Malik raised his eyebrow. “You do not need me for that, miss.”
“But with your magic, our restaurant will be irresistible,” Evelyn said. “I wish for the ability to always know the way to make my business a success, regardless of the circumstances.” She sat taller as she spoke.
Her family owned a hardware store, and while it was doing well, her parents fretted over every little thing, terrified they’d make a mistake and end up having to sell their store.
Evelyn didn’t want that worry.
Malik raised his black eyebrow and then turned his gaze to Ruthie. “And you?”
Ruthie had thought long and hard, and after watching her grandmother’s mind slip away over the years, unable to remember how to make traditional family favorites such as their stollen bread, Ruthie knew what she had to ask for.
“Well, a restaurant is as only as good as its food. I know how to cook, so I only wish I never forget how to make the recipes.”
Malik nodded, and his gaze darted from one to another. “I see you ladies have put a great deal of thought into this. I admire that, not picking out of greed, but out of necessity.”
The girls glanced at each other, and Evelyn smiled at Ruthie.
Maybe this would work out okay, after all, Ruthie thought. Maybe all djinn weren’t monsters, like her grandmother had always told her.
Could it work out? A deal with a djinn?
Then Malik’s face transformed, revealing a sly, evil grin.
Ruthie’s hands started to shake.
“Too bad you did not think about all the possibilities.” He started waving his hands in the air.
Chills ran over Ruthie.
“What do you mean? We thought of everything,” Evelyn said. “We did as you asked, we freed you. Now you have to grant our wishes.”
“And I will. I most certainly will. You will be an incredibly talented business woman, Evelyn. None will be your equal. But it is lonely, being the best.”
Evelyn blinked. “Wait, what do you mean?”

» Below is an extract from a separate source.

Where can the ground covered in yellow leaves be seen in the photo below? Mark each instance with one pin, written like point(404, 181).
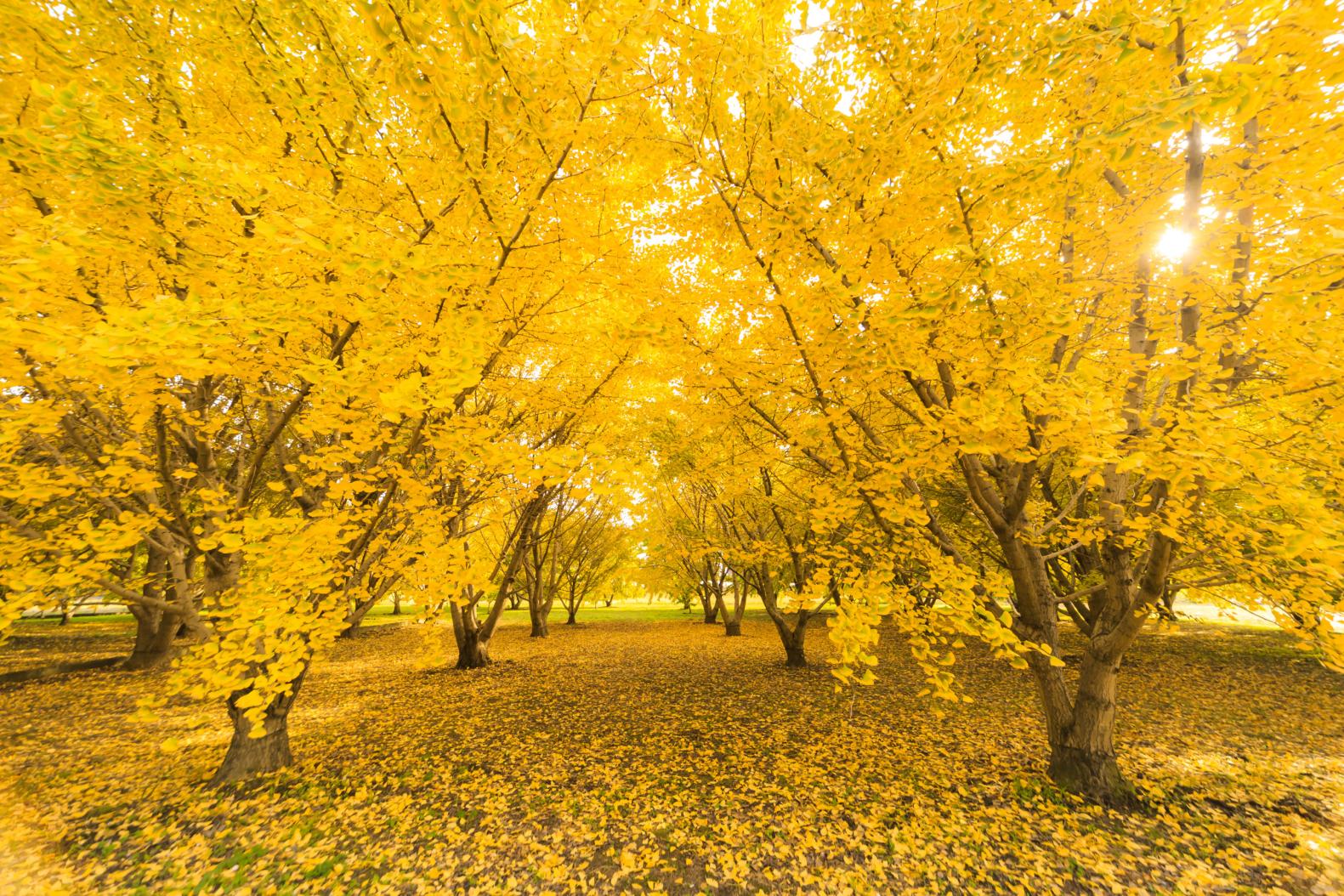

Malik continued like he didn’t hear her, his gaze landing squarely on Ruthie. “And Ruthie, I promise, you will never forget a recipe.” Fog danced around the bottle Malik had been in.
Steps on the stairs made the girls turn toward the door.
“Ruthie!” Evelyn cried.
The last thing Ruthie remembered was seeing her mother open the attic door, just as the magic sucked her into a small metal recipe box.